父が元気でいたころは、仕事はほどほどにして、自分の家と同じように相手を見つけて仕事は辞めるつもりだった。

家の仕事の邪魔にならない程度に働いて。

私も大部分の女の子と同じく、最初から仕事なんかに思入れがなく、早く結婚して仕事は辞めたいと考えていた。


でも、就職してすぐ、父が亡くなった。

私は、残された母と二人で暮らすようになると、いつの間にか母は、私を父のように頼ることになった。

父のいない不安から、母に頼られてる私は仕事を止められなくなり、父が不在になったことで、母は私に依存しがちになる。

今では、こんな自分が、職場に残って、仕事に燃えていた同期の女の子は、ほとんど会社を辞めていった。

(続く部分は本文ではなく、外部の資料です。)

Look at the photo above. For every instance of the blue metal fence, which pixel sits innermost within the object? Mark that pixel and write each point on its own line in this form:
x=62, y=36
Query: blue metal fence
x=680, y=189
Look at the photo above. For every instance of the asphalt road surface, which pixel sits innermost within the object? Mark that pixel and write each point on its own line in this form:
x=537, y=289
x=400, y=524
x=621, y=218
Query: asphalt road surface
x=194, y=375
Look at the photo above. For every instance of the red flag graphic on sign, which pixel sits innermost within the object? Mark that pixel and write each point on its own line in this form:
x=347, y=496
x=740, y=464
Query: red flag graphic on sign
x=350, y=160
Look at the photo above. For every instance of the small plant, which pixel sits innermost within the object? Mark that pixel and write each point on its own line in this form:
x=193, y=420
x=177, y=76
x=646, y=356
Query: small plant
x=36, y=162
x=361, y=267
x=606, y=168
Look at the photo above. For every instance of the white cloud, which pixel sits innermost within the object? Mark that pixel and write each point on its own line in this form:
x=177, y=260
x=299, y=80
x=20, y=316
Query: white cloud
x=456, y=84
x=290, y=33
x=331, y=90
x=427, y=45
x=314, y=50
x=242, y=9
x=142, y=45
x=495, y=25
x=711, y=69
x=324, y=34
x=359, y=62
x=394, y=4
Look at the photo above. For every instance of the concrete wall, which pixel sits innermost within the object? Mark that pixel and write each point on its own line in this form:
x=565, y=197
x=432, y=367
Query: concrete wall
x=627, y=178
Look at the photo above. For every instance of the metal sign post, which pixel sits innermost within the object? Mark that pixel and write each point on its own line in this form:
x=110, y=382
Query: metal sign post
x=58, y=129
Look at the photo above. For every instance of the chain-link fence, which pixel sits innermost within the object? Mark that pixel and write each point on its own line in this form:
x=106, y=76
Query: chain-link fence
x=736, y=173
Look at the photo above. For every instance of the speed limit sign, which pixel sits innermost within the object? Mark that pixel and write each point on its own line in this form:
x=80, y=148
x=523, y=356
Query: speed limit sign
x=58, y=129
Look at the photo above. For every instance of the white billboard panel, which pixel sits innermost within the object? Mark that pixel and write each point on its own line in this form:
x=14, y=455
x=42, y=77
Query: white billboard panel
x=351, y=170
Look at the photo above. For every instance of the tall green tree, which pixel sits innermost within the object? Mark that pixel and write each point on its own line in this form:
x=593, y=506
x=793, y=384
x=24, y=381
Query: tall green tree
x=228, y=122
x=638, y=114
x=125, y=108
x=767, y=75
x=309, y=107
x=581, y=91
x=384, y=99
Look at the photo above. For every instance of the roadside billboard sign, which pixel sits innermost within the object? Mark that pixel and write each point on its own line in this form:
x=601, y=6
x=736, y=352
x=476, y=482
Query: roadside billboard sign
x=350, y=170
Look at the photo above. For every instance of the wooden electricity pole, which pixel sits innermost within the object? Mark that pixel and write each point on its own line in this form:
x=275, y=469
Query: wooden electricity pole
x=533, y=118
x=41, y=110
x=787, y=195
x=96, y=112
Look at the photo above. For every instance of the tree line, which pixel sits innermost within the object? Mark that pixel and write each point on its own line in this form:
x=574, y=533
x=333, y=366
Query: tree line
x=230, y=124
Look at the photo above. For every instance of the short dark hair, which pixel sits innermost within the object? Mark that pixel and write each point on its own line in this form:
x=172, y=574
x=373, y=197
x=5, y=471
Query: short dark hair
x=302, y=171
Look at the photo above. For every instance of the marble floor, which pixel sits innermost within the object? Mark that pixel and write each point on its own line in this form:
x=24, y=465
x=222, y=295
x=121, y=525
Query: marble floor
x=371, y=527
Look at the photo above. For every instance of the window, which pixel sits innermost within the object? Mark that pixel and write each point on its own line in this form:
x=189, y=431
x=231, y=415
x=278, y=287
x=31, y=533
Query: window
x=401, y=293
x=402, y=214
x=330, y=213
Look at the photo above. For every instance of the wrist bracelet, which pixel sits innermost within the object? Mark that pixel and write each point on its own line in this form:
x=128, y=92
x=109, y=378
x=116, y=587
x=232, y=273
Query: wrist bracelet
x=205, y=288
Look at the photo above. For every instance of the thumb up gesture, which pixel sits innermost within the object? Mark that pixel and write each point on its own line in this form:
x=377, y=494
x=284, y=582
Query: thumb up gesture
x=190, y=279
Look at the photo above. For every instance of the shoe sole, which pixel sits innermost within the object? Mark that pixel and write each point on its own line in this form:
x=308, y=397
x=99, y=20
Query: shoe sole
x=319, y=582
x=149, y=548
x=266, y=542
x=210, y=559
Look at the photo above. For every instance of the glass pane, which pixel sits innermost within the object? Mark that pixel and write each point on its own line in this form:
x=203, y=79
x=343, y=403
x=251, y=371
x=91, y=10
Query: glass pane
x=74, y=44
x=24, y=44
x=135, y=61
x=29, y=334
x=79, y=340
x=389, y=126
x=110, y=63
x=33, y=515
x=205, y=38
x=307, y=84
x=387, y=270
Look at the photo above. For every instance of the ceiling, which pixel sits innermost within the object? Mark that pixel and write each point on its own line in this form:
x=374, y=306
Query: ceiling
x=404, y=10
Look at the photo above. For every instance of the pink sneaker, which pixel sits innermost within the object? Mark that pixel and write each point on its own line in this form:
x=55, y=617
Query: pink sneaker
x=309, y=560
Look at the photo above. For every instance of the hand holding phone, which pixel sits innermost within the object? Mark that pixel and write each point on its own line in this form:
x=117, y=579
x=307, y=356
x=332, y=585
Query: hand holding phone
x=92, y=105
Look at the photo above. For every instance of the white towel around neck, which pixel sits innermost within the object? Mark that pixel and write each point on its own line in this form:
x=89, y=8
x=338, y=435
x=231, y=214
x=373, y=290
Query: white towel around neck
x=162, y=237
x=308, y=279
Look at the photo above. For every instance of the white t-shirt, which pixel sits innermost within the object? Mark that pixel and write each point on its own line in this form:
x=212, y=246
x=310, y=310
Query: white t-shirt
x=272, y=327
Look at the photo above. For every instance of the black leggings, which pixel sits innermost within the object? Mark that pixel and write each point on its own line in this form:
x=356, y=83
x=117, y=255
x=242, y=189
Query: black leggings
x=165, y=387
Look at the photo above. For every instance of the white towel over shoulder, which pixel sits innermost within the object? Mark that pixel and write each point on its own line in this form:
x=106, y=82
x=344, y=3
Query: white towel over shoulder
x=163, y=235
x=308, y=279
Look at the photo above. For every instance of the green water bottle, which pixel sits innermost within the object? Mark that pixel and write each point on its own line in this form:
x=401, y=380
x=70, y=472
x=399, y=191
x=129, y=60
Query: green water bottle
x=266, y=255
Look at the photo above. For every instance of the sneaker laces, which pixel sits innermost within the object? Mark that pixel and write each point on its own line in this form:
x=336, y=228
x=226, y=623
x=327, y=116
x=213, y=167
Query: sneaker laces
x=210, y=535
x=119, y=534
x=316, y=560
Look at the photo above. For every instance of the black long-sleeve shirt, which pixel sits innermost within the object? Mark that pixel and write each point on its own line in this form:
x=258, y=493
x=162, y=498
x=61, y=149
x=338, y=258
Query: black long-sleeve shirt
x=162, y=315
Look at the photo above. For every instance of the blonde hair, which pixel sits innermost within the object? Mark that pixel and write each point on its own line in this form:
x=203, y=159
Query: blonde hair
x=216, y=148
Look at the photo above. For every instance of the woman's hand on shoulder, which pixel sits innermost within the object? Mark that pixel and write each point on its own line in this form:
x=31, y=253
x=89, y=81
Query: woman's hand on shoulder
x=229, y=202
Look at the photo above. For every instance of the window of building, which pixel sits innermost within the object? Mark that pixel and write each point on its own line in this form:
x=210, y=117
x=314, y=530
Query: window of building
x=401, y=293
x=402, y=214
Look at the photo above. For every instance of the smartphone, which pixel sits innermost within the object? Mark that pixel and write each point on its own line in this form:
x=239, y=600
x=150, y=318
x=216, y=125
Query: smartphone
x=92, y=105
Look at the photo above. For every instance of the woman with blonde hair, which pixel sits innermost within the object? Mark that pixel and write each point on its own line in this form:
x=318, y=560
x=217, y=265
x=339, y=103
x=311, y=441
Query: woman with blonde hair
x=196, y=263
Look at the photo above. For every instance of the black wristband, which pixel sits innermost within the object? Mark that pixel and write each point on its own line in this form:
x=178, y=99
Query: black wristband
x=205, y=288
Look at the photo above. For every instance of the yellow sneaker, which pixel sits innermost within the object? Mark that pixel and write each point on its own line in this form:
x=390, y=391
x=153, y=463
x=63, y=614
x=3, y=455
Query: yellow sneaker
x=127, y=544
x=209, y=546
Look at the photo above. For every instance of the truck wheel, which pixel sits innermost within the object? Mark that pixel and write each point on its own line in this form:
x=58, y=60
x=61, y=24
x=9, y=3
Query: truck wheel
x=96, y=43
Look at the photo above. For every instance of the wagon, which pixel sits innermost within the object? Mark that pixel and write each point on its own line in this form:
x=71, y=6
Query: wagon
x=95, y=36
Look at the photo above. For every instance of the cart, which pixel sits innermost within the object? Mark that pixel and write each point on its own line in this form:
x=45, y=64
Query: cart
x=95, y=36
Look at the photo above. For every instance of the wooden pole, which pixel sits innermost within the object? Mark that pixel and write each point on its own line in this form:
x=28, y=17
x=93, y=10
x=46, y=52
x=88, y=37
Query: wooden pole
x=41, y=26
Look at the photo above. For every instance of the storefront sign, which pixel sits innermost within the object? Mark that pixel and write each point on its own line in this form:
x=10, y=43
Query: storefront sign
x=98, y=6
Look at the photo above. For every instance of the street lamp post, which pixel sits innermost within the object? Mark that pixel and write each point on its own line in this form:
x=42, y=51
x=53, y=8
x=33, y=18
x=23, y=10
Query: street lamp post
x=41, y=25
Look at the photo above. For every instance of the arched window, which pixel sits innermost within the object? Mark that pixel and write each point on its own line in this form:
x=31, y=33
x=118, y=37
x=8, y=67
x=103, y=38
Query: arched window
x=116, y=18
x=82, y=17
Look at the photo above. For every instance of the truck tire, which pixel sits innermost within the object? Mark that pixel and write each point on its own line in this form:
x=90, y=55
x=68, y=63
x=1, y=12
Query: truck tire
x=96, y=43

「随分前に買った、カシミアのセーターがあるから、それとスカートでいいじゃない」

私もそう言って、頑張ったのだけれど母は、まったく折れようとしなかった。

「そんな恰好させたら、私が女手一つで育てたからだと……」

「もう、いいから。好きにして!」

結局、土曜日の日に仕事帰りに店に寄って、適当に見繕ってくると母の言いなりになった。

土曜には、完璧にしようと持ちかえった資料も、家に帰って読み込もうとしていたのに、私は疲れてろくに資料もみないで寝てしまった。